Ketika membahas gaya hidup orang Hanoi , banyak orang sering mengutip pepatah: "Meski tak harum, tetaplah melati/ Meski tak anggun, tetaplah orang Trang An". Beberapa peneliti budaya meyakini pepatah ini merupakan larik "muou" dalam lagu ca tru "Thanh Thang Long" karya Nguyen Cong Tru (1778-1858). Namun, ada pendapat lain, pepatah ini merupakan lagu rakyat dari negeri Thang Long dan Nguyen Cong Tru memasukkannya ke dalam "Thanh Thang Long".
Banyak orang juga mengutip pepatah: "Suara orang yang beradab juga beradab/Bahkan lonceng yang dibunyikan lembut di dekat tembok kota pun berdentang" atau lagu daerah Desa Lang, "Terima kasih kepada orang yang beradab yang membawa sayur ke ibu kota". Lang adalah sebuah desa di tepi Sungai To Lich, sebelah barat ibu kota Thang Long, yang terkenal dengan budidaya sayurnya. Karena penduduk ibu kota beradab, orang-orang Lang yang membawa sayur untuk dijual juga harus beradab.

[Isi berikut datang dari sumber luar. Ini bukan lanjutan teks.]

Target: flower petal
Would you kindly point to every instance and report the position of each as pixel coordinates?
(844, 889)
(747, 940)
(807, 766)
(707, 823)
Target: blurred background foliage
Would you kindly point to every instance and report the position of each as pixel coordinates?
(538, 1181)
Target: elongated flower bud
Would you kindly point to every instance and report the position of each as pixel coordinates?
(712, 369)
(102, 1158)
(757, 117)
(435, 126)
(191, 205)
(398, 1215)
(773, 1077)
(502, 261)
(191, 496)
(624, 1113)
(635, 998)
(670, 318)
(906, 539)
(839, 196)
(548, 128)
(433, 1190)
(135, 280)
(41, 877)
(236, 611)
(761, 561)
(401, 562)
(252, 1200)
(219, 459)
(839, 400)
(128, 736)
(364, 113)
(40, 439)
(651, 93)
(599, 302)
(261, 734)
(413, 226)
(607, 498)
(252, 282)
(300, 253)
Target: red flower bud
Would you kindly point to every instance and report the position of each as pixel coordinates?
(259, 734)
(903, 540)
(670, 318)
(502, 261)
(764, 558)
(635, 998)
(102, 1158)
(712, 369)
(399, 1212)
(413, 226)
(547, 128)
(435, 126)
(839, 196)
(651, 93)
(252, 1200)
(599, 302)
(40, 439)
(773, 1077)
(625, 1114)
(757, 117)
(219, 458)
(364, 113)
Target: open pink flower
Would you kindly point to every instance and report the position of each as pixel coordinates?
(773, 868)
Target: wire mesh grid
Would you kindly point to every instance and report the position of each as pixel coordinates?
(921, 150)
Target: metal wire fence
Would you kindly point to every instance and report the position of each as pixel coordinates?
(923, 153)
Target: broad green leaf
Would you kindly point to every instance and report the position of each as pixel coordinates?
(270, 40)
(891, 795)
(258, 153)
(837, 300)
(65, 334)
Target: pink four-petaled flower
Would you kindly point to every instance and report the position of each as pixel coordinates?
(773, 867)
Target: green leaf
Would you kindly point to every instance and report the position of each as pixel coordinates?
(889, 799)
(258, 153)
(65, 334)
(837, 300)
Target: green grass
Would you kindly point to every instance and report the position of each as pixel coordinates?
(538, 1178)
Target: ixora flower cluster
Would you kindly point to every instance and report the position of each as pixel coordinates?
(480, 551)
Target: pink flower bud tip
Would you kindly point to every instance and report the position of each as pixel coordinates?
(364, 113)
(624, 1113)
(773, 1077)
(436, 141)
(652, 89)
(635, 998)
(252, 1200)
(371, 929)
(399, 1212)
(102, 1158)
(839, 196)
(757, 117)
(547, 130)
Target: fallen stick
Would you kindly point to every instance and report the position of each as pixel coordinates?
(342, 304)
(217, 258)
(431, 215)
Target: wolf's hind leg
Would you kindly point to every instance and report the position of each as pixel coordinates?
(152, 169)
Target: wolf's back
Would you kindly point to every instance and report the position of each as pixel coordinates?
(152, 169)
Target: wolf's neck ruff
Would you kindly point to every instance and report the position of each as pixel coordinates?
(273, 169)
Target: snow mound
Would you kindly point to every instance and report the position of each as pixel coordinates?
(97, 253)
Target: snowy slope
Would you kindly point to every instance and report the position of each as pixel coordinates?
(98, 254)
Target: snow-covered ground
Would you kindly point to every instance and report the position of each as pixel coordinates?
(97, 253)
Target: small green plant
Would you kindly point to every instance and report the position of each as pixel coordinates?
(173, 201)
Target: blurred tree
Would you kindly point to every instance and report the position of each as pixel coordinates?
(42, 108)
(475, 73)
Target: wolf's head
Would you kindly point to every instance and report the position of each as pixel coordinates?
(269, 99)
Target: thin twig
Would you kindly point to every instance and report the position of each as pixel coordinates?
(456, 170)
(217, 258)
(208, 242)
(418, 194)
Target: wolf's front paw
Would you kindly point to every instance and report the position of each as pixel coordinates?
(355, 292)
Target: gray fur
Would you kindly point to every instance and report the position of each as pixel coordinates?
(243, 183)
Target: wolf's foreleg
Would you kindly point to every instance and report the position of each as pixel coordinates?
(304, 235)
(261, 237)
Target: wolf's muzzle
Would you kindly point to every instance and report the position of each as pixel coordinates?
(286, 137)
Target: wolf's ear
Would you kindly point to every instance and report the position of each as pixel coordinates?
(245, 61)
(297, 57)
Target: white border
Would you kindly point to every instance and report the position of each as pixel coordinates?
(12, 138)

Rumah Budaya Hanoi Hoang Dao Thuy.
Budayawan Hoang Dao Thuy (1900-1994) berasal dari Desa Lu di Sungai To Lich, tetapi lahir di Jalan Hang Dao. Ia telah menulis banyak buku tentang sejarah, budaya, dan kehidupan sosial di Hanoi sebelum tahun 1954, termasuk buku "Elegant Hanoi" yang diterbitkan pada tahun 1991. Ia harus belajar secara mendalam dan meneliti dengan saksama sebelum menamai buku tersebut seperti itu. Keanggunan, kehalusan, dan keanggunan adalah gaya hidup budaya. Gaya hidup ini telah melampaui naluri, mencapai rasionalitas, yaitu kesadaran, kesadaran akan diri sendiri dan komunitas.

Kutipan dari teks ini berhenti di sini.